The present invention relates to a hub odometer designed to measure a distance traveled by a trailer, an industrial vehicle or the like. More: particularly, the invention relates to a hub odometer capable of not only measuring a traveling distance accurately irrespective of a rotational direction of a vehicle wheel but also facilitating data management thereof.
In the case of a trailer, an industrial vehicle or the like, an odometer is attached to an axle and, in this axle portion, measuring is independently performed for a traveling distance. The attachment of such a hub odometer enables a distance traveled by a car body to be measured for example even when a car body of the trailer is detached from a driver""s seat.
Heretofore, The hub odometer has been provided with a mechanism for mechanically measuring the number of revolutions by utilizing a gear or the like, thereby has displayed a traveling distance directly. However, in such a mechanical odometer, it is necessary to go to the axle area to visually read a traveling distance, and reading is difficult if the odometer is soiled. Therefore, there was a problem of complicated data management regarding traveling distances. In addition, in the mechanical odometer, a traveling distance is reduced when a rotational direction of the vehicle wheel is reversed against forward rotation. Thus, there was a problem of impossibility of measuring traveling distances accurately, especially in the case of the industrial vehicle frequently moved back and forth.
Furthermore, in U.S. Pat. No. 4,697,278, an electronic hub odometer was disclosed, which measures the number of revolutions by a magnetic reed switch, and transmits data of the measured result to a remote unit by flashing an infrared light emitting diode. However, if the odometer is soiled, it is difficult for the remote unit to detect the flashing of the light emitting diode. Thus, data management was neither accurate nor easy.
It is an object of the present invention to provide a hub odometer capable of accurately measuring a traveling distance irrespective of a rotational direction of a vehicle wheel, and facilitating data management thereof.
In order to achieve the foregoing object, a hub odometer of the present invention comprises: an eccentric weight rotably supported in a center axis position of an axle hub; a case attached to the axle hub to surround the eccentric weight; a non-contact measuring mechanism disposed to measure the number of revolutions in a relative relation to the case and the eccentric weight; and a transponder including a memory for storing measuring data of the measuring mechanism, a transmitting circuit for transmitting the data stored in the memory, and a receiver for receiving an interrogation wave from a remote unit, the transmitting circuit being actuated on the basis of the interrogation wave.

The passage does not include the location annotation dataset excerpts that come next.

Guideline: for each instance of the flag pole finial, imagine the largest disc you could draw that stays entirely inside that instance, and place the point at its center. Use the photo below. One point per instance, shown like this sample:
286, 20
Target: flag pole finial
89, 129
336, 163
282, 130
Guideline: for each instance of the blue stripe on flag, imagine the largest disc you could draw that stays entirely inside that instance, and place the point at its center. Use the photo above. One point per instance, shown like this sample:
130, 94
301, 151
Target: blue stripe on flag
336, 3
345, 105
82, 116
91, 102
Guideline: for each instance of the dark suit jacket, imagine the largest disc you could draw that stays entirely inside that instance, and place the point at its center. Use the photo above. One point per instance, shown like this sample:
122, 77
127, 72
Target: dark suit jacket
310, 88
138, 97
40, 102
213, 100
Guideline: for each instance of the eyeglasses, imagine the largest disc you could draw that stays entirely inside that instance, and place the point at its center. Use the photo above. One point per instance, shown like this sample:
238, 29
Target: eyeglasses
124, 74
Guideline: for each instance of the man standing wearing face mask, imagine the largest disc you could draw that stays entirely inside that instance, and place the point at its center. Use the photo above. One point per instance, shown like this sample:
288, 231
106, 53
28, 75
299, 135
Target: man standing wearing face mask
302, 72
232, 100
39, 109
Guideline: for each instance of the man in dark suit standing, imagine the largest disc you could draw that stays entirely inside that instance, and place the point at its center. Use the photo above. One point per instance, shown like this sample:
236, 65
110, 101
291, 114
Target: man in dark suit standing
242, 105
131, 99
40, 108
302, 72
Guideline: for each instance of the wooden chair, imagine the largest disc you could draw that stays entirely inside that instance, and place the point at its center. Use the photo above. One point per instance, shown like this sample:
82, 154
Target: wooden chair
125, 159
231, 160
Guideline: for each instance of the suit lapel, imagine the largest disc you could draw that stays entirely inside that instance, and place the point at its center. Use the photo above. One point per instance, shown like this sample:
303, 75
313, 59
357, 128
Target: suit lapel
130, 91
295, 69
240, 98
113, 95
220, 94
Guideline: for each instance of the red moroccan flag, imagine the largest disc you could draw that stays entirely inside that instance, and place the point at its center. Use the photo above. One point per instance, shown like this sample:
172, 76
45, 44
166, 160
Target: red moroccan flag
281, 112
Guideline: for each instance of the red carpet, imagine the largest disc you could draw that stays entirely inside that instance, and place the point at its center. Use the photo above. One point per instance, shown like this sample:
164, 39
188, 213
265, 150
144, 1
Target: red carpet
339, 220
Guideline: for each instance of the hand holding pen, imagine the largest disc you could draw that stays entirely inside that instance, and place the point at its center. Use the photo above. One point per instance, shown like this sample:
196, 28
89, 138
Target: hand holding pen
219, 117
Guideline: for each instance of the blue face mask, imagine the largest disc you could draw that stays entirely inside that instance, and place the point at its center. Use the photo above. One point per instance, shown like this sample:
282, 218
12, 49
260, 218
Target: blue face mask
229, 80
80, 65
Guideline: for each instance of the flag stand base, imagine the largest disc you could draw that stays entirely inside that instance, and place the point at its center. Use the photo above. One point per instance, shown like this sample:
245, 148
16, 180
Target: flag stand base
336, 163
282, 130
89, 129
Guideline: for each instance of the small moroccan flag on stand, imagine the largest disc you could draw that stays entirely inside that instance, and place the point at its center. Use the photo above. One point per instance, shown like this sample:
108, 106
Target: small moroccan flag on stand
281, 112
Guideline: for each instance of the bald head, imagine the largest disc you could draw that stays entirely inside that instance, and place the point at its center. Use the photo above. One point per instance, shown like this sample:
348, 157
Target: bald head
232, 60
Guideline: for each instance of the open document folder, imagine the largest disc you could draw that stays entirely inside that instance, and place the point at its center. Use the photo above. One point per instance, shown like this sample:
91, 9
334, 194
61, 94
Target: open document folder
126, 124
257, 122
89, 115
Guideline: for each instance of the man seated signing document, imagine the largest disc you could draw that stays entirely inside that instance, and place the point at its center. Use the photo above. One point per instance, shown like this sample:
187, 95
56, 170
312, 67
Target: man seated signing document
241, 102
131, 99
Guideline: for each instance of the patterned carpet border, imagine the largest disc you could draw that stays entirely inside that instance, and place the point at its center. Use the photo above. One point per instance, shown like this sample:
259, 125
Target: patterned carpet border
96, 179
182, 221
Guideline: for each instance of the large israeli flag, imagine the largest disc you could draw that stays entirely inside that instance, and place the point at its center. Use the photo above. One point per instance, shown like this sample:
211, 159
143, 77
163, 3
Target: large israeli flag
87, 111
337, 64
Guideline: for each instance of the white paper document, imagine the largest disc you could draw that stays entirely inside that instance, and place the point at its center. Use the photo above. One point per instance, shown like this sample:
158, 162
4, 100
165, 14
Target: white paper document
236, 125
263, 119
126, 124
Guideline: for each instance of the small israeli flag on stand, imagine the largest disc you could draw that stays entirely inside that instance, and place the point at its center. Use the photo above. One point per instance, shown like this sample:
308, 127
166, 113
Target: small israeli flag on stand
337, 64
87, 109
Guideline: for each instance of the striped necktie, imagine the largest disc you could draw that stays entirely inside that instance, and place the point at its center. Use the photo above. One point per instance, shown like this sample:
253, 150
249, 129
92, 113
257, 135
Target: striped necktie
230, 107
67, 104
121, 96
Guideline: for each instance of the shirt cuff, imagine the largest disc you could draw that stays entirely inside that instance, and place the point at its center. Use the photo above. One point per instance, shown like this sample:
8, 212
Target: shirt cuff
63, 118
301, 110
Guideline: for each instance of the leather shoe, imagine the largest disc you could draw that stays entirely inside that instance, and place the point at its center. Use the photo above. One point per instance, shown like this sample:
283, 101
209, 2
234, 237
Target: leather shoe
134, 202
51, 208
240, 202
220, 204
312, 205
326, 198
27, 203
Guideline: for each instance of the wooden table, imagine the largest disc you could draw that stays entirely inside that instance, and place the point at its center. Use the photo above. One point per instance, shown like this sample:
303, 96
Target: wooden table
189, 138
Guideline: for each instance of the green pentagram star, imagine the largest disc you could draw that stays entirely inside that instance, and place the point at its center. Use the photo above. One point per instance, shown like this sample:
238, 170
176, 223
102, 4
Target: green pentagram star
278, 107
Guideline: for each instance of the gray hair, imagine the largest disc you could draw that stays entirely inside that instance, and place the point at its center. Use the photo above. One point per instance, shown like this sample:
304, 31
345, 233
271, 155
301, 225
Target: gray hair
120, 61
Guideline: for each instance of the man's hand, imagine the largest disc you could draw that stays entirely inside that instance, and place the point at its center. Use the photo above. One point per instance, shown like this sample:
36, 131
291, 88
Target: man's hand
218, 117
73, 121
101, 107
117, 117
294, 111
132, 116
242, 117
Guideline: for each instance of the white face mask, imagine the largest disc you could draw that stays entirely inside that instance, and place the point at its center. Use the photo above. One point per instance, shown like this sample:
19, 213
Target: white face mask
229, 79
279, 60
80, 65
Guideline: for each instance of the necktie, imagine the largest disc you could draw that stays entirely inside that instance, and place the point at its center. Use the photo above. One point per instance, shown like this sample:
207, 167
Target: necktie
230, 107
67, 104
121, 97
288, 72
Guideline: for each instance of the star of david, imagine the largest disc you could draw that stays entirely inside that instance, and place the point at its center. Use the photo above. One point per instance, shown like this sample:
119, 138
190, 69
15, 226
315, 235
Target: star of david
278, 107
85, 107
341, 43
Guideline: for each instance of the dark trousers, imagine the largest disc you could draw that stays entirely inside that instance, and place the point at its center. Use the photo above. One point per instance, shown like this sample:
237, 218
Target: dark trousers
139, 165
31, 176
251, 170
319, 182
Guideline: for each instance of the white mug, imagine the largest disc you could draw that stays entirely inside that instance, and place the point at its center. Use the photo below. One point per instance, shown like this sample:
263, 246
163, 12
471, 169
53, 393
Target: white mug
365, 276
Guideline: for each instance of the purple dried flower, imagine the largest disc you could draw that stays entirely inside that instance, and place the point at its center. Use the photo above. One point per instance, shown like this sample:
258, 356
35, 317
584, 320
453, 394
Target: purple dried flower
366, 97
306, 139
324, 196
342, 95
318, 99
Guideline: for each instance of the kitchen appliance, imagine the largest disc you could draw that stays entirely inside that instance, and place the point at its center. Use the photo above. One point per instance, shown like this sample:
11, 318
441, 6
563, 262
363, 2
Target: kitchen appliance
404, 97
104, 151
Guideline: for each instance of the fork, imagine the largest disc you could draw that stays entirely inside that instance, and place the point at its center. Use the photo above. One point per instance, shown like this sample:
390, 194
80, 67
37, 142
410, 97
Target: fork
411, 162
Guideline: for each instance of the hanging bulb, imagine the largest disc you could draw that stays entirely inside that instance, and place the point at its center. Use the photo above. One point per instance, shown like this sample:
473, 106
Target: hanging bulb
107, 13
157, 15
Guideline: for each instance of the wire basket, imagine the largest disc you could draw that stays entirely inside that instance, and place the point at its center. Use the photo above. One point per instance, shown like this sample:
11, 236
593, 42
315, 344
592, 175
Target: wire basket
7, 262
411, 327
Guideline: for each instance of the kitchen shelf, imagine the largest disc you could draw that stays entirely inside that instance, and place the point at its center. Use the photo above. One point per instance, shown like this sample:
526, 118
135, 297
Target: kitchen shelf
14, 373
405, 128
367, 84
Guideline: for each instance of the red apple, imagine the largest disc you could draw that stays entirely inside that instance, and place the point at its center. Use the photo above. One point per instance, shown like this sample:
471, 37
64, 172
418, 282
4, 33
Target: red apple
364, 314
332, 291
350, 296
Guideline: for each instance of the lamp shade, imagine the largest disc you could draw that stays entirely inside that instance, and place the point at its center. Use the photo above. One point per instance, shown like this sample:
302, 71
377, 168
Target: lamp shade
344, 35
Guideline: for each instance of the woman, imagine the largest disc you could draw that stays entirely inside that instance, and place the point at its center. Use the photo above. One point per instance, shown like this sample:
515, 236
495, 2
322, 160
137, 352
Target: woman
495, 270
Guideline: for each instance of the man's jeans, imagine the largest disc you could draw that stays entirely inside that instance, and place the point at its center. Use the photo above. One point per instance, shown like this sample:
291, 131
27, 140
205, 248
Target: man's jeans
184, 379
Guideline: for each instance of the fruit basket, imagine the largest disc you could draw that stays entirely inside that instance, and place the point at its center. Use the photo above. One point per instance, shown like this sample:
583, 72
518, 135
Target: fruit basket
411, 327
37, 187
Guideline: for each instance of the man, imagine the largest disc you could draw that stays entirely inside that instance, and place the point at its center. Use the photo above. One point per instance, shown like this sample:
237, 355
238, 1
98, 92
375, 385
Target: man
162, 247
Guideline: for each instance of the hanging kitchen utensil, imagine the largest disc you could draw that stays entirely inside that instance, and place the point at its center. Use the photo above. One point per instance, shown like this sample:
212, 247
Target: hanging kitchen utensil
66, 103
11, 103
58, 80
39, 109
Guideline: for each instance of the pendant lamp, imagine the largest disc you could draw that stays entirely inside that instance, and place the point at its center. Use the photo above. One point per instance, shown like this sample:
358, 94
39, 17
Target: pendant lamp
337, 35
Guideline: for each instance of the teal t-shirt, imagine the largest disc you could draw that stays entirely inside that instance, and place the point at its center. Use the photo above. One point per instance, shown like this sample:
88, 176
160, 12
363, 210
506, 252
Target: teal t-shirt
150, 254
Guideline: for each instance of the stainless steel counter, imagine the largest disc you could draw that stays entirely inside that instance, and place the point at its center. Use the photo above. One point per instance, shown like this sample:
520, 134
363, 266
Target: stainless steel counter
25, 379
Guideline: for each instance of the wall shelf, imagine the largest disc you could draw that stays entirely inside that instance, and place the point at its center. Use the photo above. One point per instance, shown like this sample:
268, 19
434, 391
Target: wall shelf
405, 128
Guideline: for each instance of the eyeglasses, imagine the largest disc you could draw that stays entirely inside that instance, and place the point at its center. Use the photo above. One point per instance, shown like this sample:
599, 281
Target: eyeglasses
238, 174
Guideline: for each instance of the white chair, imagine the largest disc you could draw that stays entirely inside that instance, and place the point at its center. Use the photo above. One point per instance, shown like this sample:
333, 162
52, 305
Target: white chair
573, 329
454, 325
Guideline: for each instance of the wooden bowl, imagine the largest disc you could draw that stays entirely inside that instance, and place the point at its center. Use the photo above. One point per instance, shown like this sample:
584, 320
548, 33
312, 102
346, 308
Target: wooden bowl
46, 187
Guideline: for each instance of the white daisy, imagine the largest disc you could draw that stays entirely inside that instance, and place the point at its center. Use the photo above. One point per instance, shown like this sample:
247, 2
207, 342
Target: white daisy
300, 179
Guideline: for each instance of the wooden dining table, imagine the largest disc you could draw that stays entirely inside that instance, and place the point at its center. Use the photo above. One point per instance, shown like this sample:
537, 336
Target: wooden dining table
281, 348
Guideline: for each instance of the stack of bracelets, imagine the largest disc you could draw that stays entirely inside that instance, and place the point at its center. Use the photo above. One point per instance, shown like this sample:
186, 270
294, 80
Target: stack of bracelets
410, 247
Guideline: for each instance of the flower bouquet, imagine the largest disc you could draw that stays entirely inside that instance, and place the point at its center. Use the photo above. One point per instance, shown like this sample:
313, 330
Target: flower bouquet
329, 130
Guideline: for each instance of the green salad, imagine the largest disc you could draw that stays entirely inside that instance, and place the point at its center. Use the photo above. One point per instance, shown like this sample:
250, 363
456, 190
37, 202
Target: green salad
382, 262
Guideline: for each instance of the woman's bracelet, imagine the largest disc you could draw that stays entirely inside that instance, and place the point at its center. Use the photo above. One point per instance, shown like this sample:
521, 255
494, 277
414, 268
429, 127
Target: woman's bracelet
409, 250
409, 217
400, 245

As described above, the non-contact measuring mechanism is used for measuring the number of revolutions of the axle hub, which becomes a reference for calculating a traveling distance. Accordingly, a traveling distance can be accurately measured irrespective of a rotational direction of a vehicle wheel. In addition, the transponder is provided to transmit measuring data of the measuring mechanism on the basis of an, interrogation wave from the remote unit. Accordingly, the measuring data can be displayed on an optional data management unit or the like, and the necessity of visually reading a traveling distance for each axle can be eliminated. Thus, data management can be facilitated.
The non-contact measuring mechanism can be composed of one of the following combinations: a magnet and a magnetic pickup coil; a projecting source, an optical sensor and a light shielding plate; the projecting source, the optical sensor and a reflector; a proximity sensor for detecting a change in a resonance frequency of a high-frequency magnetic field and a metallic piece for detection.
A single or a plurality of the measuring mechanisms may be provided. Especially, by shifting measuring positions of the plurality of measuring mechanisms from each other in a hub circumferential direction, a rotational direction of the vehicle wheel can be specified on the basis of measuring data thereof. Thus, data management correlating the rotational direction with a traveling direction can be performed.